This past weeks task seemed simple but was far from it; our main goal was to get everything working on the Raspberry Pi 4 for the first time.
The first thing that needed to be done is converting our trained machine learning model from one that computers use to a ‘lite’ version that can run more smoothly on a Pi that has less processing power. This didn’t take too long, there was a simple library we leveraged called ‘tflite’ which handled most of the work here very well. Some modifications had to be made to the code used to test the model, but overall this task took around a day.
Next, pulling and running the code on the Raspberry Pi proved to be a struggle. The hardest part here was getting the correct dependencies working on the Raspberry Pi. Typically, when developers are creating these huge libraries they don’t have the OS and systems that Raspberry Pi’s use as top of their priority list. When downloading and running the code for the first time, we ran into trouble with downloading OpenCV and Mediapipe in particular on the Raspberry Pi, which is a problem because these are the main two libraries we need to actually run the model. The typical way we installed dependencies wasn’t working, and we had to seek alternatives.
The Raspberry Pi’s typically run on 32bit operating systems, and all the work we had done was using 64bit versions of Python and also OS’s. With this in mind, our first decision was to change the Pi to a 64bit system, one in which was recently released on the system this year. After doing this, OpenCV was able to be installed smoothly, but we ran into problems with Mediapipe that took a while to fix. Mediapipe doesn’t support aarch64 systems, which is what Raspberry Pi’s run on. Due to this, we had to scour the internet for resources and possible workarounds. Eventually, we found a guide on GitHub (https://github.com/jiuqiant/mediapipe_python_aarch64 if you’re curious) which gave us a rundown on how to get it working. With our luck, we were able to get it running on the Pi and so the model could be tested on the device.
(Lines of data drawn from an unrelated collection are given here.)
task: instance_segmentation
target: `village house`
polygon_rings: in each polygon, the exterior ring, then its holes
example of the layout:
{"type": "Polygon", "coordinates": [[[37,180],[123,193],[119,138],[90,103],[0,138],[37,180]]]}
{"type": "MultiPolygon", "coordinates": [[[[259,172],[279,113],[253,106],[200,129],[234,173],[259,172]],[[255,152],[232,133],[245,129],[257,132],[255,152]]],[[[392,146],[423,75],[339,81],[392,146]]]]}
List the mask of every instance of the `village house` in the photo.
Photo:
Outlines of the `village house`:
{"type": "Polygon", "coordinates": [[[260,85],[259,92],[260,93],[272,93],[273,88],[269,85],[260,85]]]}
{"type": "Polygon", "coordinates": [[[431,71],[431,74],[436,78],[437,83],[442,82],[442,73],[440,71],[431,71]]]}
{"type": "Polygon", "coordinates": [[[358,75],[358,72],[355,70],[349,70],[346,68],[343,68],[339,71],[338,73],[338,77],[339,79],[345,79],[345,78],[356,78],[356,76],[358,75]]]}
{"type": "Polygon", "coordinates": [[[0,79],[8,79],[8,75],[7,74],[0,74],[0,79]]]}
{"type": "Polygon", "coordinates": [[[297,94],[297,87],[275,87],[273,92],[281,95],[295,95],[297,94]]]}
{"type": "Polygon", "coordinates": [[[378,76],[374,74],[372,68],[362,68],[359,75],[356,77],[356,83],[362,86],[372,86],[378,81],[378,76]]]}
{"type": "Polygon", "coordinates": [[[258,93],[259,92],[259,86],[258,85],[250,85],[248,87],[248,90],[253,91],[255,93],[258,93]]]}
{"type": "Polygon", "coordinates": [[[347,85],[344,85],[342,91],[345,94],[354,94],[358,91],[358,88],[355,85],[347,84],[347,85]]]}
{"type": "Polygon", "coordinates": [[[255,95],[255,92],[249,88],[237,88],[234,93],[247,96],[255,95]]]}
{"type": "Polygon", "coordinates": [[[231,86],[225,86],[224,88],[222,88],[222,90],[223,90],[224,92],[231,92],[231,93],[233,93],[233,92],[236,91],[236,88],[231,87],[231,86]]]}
One caveat is that because the Raspberry Pi has limited processing, the video feed of program was very choppy with low FPS. To combat this, we removed the visible video feed that was typically outputted (so that you could see yourself doing the actions on the screen) and only engaged the camera module and used the terminal to print out the gestures being translated. This was done so that most of the processing power could go towards the camera module and detecting gestures rather than simply showing a video feed to the screen. This increased the FPS by 10x, and it’s now at a health level.
Moving forward, our next plan of action is to finish physically creating the device and also add more data to refine the accuracy of the model.